Why did so many people flock to Lakeland from around the world to rally behind an evangelist who had serious credibility issues from the beginning?

To put it bluntly, we’re just plain gullible.

From the first week of the Lakeland revival, many discerning Christians raised questions about Bentley’s beliefs and practices. They felt uneasy when he said he talked to an angel in his hotel room. They sensed something amiss when he wore a T-shirt with a skeleton on it. They wondered why a man of God would cover himself with tattoos. They were horrified when they heard him describe how he tackled a man and knocked his tooth out during prayer.

But among those who jumped on the Lakeland bandwagon, discernment was discouraged.

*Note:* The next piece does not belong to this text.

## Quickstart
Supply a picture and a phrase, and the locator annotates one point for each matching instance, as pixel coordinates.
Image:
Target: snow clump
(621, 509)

They were expected to swallow and follow. The message was clear: "This is God. Don’t question.” . . .

Why didn’t anyone in Lakeland denounce the favorable comments Bentley made about William Branham?

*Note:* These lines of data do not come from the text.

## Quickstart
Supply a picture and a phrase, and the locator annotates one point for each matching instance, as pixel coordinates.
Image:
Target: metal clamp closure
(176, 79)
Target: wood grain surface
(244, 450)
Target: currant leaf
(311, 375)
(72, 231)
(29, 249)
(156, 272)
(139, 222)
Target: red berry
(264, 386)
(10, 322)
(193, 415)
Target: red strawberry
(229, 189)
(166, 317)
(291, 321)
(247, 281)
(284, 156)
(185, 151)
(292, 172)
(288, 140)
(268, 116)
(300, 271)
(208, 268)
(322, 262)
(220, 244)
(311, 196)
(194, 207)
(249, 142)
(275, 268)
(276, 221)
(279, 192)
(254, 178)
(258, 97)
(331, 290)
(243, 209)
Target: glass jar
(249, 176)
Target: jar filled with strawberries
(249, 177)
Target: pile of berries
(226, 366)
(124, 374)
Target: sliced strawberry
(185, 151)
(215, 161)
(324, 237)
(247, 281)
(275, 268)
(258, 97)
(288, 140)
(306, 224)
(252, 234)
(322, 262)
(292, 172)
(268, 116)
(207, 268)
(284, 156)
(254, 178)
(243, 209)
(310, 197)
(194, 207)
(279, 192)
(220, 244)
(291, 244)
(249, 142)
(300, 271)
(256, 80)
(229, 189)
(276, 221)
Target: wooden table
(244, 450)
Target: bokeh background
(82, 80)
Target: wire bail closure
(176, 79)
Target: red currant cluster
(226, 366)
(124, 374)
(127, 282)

This one baffles me. Branham embraced horrible deception near the end of his ministry, before he died in 1965. He claimed that he was the reincarnation of Elijah—and his strange doctrines are still embraced by a cultlike following today. When Bentley announced to the world that the same angel that ushered in the 1950s healing revival had come to Lakeland, the entire audience should have run for the exits. . . .

Why didn’t anyone correct this error from the pulpit? Godly leaders are supposed to protect the sheep from heresy, not spoon feed deception to them. Only God knows how far this poison traveled from Lakeland to take root elsewhere. May God forgive us for allowing His Word to be so flippantly contaminated.

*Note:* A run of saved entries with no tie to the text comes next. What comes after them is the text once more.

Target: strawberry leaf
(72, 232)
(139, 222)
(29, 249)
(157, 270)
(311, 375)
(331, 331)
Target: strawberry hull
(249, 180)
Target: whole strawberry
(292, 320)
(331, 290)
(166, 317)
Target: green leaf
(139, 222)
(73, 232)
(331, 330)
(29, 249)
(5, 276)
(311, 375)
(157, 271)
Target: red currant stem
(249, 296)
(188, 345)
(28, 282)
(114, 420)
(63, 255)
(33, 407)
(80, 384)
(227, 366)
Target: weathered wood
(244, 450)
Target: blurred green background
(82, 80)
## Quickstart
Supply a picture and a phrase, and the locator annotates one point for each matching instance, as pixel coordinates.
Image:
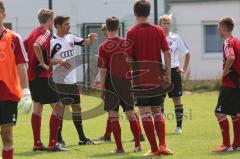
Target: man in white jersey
(177, 46)
(62, 54)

A prominent Pentecostal evangelist called me this week after Bentley’s news hit the fan. He said to me: “I’m now convinced that a large segment of the charismatic church will follow the anti-Christ when he shows up because they have no discernment.” Ouch. Hopefully we’ll learn our lesson this time and apply the necessary caution when an imposter shows up.

This is a great start, certainly for his own spiritual health, and we can hope the same for some of his readers as well, but I'm sure he hasn't yet appreciated the half of it, the tenth of it, when it comes to the problems with the charismatic movement. So much of it is riddled with out-and-out demonic manifestations and corrupted discernment that he hasn't yet seen, all we can do is pray that God will continue to open his eyes, but hope for the movement itself has pretty flimsy supports. Grady still thinks it's just a matter of Bentley being "corrected" by loving Christian leaders (some of whom themselves are rightly under suspicion by the discerning), but all the signs are that Bentley is not even remotely Christian to begin with.

Even while appreciating any honest self-appraisal from this camp, knowing how hard-won it has to be, one might nevertheless want to say "I told you so" or "It's about time" or "Too little too late" as Andrew Strom did in his blog a couple weeks ago:

It may be too late, because a great deal of damage has been done by this false revival already, and the fact that Bentley's own camp may be dispersing will probably not stop its galloping career across the world.

It did cross my mind that perhaps the breakup of the Lakeland dog and pony show could be thanks to Scott Johnson and friend who went there not too long ago and spent much of their time praying against the evil in it.

More to come on this subject I'm sure.